Lee, Dean prepare for second of three debates

Bill Lee speaks at a unity press conference in Nashville on Aug. 4, 2018. (Erik Schelzig, Tennessee Journal)

Republican Bill Lee and Democrat Karl Dean are headed into their second of three debates in Kingsport on Tuesday evening.

Andy Sher of the Chattanooga Times Free Press reports that the pressure is on Dean.

“If you look at the polling, Karl Dean needs to do something in these debates to change the direction of the race,” said Kent Syler, an assistant professor of political science at Middle Tennessee State University.

Syler said he looks for Dean “to be aggressive and work to find issues that differentiate him from Bill Lee and also score points with voters.”

The Tennessean’s Joel Ebert reports that Dean “didn’t clearly dominate the first of three gubernatorial debates” in Memphis las week, and that the former Nashville mayor has been zeroing in on Medicaid expansion.
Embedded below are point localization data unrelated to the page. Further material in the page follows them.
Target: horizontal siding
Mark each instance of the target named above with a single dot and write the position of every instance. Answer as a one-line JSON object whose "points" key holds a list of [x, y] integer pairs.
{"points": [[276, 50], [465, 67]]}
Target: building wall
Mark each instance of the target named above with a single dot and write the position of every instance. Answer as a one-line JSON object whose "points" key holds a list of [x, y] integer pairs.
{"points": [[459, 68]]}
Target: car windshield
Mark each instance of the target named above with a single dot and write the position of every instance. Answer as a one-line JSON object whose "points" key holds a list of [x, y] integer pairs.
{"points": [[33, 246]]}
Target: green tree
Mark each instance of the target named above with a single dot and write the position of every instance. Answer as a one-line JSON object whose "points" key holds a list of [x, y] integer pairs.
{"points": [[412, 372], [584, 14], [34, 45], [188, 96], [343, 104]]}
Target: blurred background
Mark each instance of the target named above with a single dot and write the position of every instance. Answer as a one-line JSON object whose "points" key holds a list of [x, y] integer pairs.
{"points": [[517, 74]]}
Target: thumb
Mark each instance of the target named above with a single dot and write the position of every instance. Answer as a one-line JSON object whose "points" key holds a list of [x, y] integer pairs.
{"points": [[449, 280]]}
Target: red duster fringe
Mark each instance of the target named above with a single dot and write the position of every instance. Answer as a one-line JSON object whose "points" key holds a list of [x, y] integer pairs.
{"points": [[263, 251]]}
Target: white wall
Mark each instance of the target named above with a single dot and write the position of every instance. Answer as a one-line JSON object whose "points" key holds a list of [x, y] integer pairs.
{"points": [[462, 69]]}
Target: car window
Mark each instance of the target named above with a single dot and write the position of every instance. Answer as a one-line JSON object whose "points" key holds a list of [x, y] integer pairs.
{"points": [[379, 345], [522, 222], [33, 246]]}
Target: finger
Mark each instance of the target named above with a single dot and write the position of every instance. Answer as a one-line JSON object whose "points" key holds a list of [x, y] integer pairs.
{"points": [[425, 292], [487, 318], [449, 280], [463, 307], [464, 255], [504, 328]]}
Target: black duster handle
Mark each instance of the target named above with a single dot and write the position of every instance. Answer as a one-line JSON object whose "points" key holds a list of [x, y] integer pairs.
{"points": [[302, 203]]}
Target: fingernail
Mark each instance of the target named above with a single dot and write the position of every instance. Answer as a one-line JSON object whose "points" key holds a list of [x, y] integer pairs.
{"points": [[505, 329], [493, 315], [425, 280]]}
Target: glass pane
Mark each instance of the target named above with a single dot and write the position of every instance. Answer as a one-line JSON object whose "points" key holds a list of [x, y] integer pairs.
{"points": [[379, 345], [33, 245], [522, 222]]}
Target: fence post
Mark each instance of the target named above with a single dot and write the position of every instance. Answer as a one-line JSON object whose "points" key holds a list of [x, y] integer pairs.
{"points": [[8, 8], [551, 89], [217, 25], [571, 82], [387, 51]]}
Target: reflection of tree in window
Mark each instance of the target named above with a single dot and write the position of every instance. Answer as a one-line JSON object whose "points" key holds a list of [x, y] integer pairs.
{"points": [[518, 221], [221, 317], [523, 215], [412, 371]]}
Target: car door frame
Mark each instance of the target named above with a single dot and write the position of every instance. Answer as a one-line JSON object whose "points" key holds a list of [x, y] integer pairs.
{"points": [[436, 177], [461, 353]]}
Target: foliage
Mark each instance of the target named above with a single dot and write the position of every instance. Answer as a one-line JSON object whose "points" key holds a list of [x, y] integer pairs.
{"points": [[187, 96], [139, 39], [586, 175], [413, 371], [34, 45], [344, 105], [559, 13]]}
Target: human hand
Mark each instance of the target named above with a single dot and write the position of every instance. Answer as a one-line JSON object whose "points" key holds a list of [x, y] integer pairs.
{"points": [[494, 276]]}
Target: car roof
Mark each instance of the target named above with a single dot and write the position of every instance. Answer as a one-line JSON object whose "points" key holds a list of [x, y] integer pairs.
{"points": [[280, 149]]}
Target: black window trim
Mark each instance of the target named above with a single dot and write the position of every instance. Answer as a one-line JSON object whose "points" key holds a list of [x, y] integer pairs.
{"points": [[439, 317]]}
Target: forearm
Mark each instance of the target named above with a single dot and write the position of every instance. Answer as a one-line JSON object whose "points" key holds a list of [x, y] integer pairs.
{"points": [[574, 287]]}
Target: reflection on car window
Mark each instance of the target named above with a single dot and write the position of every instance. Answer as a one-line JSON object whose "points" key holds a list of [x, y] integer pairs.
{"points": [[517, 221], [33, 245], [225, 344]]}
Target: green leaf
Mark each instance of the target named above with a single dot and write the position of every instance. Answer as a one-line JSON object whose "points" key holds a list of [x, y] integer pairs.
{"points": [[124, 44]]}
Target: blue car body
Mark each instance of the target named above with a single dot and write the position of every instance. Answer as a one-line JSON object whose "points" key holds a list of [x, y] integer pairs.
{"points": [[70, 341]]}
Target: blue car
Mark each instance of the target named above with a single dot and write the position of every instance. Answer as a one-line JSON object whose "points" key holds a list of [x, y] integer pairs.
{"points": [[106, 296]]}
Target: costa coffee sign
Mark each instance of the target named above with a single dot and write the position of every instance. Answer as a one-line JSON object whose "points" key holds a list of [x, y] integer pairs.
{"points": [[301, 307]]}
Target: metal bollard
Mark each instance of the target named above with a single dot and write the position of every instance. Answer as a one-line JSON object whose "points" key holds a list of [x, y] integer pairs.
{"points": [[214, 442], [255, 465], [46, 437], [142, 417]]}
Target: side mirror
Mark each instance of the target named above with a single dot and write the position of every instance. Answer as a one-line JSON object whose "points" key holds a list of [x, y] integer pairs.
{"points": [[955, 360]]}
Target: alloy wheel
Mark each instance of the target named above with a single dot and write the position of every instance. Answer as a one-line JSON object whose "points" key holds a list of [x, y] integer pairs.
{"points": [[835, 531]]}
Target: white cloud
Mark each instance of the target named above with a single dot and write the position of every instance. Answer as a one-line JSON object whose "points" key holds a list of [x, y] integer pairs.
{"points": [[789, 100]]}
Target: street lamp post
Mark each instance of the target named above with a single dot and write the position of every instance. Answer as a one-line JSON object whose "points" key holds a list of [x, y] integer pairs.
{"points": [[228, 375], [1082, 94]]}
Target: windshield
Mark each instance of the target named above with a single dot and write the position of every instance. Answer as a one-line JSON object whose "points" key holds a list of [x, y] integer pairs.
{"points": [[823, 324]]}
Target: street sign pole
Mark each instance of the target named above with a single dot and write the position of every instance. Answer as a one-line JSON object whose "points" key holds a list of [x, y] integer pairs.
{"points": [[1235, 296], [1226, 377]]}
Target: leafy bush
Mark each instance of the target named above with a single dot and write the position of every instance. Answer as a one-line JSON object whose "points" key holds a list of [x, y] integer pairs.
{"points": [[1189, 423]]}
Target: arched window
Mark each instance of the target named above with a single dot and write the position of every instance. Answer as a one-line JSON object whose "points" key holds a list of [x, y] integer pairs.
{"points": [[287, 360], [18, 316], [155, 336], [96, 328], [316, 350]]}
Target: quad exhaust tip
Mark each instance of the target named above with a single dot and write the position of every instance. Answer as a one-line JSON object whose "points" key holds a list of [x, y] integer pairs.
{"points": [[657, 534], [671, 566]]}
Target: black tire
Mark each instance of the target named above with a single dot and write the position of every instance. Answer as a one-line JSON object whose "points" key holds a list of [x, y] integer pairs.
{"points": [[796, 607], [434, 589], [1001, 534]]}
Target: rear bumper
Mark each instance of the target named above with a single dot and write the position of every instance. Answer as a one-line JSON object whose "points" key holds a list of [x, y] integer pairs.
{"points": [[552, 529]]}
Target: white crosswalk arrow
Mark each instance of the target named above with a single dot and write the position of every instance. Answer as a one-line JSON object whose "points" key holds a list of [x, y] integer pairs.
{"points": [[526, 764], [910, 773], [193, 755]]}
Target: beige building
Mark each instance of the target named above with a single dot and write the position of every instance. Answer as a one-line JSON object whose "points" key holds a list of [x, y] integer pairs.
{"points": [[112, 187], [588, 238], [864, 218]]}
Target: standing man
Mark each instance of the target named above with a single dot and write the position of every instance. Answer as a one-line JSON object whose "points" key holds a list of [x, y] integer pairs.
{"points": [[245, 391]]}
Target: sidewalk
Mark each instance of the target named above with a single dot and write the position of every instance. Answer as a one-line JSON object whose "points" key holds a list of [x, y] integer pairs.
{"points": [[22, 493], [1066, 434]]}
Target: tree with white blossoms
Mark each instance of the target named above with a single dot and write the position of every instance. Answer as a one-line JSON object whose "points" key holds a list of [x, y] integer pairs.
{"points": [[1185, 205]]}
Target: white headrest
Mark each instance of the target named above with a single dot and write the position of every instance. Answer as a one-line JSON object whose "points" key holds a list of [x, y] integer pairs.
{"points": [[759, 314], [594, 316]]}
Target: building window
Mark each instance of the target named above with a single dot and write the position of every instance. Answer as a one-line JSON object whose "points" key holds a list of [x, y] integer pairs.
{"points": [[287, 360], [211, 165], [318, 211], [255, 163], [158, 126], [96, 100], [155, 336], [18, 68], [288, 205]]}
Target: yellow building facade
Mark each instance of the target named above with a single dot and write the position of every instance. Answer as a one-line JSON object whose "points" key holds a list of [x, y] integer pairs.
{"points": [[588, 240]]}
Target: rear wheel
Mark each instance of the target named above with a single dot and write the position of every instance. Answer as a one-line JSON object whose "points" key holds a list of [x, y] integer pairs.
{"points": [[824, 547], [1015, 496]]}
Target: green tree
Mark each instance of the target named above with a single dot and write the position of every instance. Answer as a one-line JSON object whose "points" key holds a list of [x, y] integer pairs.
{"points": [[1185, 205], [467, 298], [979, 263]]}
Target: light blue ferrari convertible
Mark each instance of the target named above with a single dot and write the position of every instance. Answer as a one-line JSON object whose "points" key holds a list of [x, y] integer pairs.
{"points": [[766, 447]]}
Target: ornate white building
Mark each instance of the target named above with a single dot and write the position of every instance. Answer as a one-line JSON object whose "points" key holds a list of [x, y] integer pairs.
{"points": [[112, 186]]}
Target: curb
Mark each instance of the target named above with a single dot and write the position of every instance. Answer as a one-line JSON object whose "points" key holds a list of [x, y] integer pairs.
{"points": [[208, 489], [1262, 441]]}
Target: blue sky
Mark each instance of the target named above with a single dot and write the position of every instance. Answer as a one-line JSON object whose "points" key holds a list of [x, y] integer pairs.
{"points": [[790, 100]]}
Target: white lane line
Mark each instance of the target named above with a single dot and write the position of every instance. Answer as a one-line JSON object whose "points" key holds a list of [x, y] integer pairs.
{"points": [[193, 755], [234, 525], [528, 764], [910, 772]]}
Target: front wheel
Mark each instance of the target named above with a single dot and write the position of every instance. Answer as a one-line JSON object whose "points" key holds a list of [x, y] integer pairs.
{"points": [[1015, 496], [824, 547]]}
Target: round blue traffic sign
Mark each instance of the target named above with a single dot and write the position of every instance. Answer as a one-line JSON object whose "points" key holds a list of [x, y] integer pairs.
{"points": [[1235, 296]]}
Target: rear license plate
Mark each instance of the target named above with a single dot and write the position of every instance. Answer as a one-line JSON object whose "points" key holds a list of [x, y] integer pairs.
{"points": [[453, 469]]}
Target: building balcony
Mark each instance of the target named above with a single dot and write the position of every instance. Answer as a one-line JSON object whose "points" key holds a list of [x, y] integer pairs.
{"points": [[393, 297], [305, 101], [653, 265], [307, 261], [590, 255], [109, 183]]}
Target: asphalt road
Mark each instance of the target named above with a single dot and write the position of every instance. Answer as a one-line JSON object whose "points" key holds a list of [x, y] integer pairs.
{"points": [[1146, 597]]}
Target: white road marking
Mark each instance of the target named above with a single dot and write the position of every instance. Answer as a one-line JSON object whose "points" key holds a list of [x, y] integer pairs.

“Dean’s polling must be showing it’s having some effect because he continues to talk about it and hammer on it,” said John Geer, a Vanderbilt University political science professor.

“There’s still probably a bit of an edge for Dean on this issue — whether it’s enough to transform the race that’s a much bigger and more difficult question to answer.”

Dean was in Jackson on Monday touting his support for broadband, health care and the Memphis Regional Megasite, reports the Jackson Sun’s Adam Friedman:

“My three priorities are public education, public safety and economic development,” Dean said in his opening remarks. “They’re the three pitches you have to hit every day — if you hit them, everything else will take care of itself.”

2 Responses to Lee, Dean prepare for second of three debates

  • Donna Locke says:

    Voting against Randy Boyd was like voting against my dad, who looked almost exactly like him except my dad was taller.

    As for broadband, Tennesseans have been so cheated on this. If I’d moved a few yards south of my road, I wouldn’t have been able to get Internet when I moved back here 16 years ago. The service stopped at my side road, and I’m not very far out (except you know). Sixteen years later, the people a few yards south of me STILL don’t have service. It’s a lot of people.

    • Donna Locke says:

      I’m thinking that as the big shots continue to flee Williamson County for (disappearing) greener pastures, everyone around them will suddenly get broadband.